I would have rather bought the disc XTC and not tried to make it lighter but that wasn't a choice then, shrugs. Oh btw here's the folding 24 SB8.

https://www.amazon.com/dp/B00LTLQNQ4/ref=pe_385040_30332190_TE_3p_dp_1


----------



## Flakarter (Nov 7, 2017)

Thanks the link. The bike came with 24x1.95, so that was the size I was trying to obtain in a folding SB8. 

I don't what else I can reasonably do to make the bike lighter with the exception of expensive wheels or changing it to a single chain ring which can get costly as well.


----------



## Steve-XtC (Feb 7, 2016)

Flakarter said:


> I don't what else I can reasonably do to make the bike lighter with the exception of expensive wheels or changing it to a single chain ring which can get costly as well.


It's the classic pick any 2 ... light, cheap, strong.... 
Although I see why people expect kids bikes to be cheaper at a price point it doesn't really work out. Sure the frame is slightly smaller, wheels slightly smaller etc. but all the components are adult sized.

Some stuff just doesn't exit or is so rare it almost mightiest well not exist like decent cranks ... but where they do process are the same as adult... (if not slightly more)
If you stop and think though then take cranks and saving 35mm of metal for say 140-175 doesn't save much weight or price... all the cost is in the "working bits" and machining/design...

The Rocket Ron tyres are very light ... reports are mixed... we like them but people riding sharp rock can find them wanting... I shouldn't jinx but in thousands of miles of riding Jnr never had a puncture didn't self seal running tubeless on the RR's. I've wrecked 2 Racing Ralph's in the same time and riding the same routes ... so I think part of this is his weight vs mine...
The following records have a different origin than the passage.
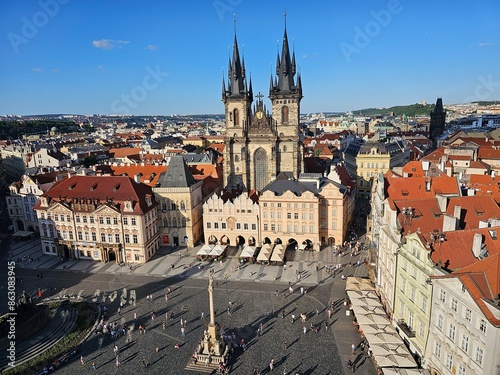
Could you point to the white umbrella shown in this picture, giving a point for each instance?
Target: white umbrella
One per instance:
(205, 250)
(372, 319)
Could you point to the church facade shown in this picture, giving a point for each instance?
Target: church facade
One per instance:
(260, 144)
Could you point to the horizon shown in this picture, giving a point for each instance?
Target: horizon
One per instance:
(170, 58)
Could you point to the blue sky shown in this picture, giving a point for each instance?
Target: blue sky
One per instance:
(168, 57)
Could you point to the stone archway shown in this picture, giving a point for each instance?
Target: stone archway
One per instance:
(225, 240)
(240, 240)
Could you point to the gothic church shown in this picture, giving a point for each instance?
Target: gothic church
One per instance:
(260, 145)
There is precious little in terms of wheels and forks ... to start with but even less on a budget.


----------



## thesmokingman (Jan 17, 2009)

I wouldn't bother saving weight and throwing more money at it. They zip (grow) thru the 24in size so quick. I'd rather spend that money on a built up 26in. My son had a growth spurt thru the 24in size, wasted all that effort for a 1.5yrs use maybe, shrugs. C'est la vie...


----------



## Flakarter (Nov 7, 2017)

I hear you, I just want to make the experience as enjoyable as possible. The more he rides, the more I get to ride!


----------



## svinyard (Aug 14, 2017)

Flakarter said:


> I hear you, I just want to make the experience as enjoyable as possible. The more he rides, the more I get to ride!


What kind of trails are you riding? More flat greens or blues/diamonds with elevation climbs etc?

I think weight is a big deal but it sounds like you've already cut most of the common weight savers out. Not sure where that extra fat is coming from (28lbs is heavy) but cut out all of that extra stuff you added. You can be the mule. Weight kills fun. I wouldn't underestimate your kids. I'd trick that bike out, get him/her some legit pads and throw them out on the "fun" trails that scare Mom ...(assuming they have solid basics). I think you only have so many years before they are smart enough to be afraid lol.


----------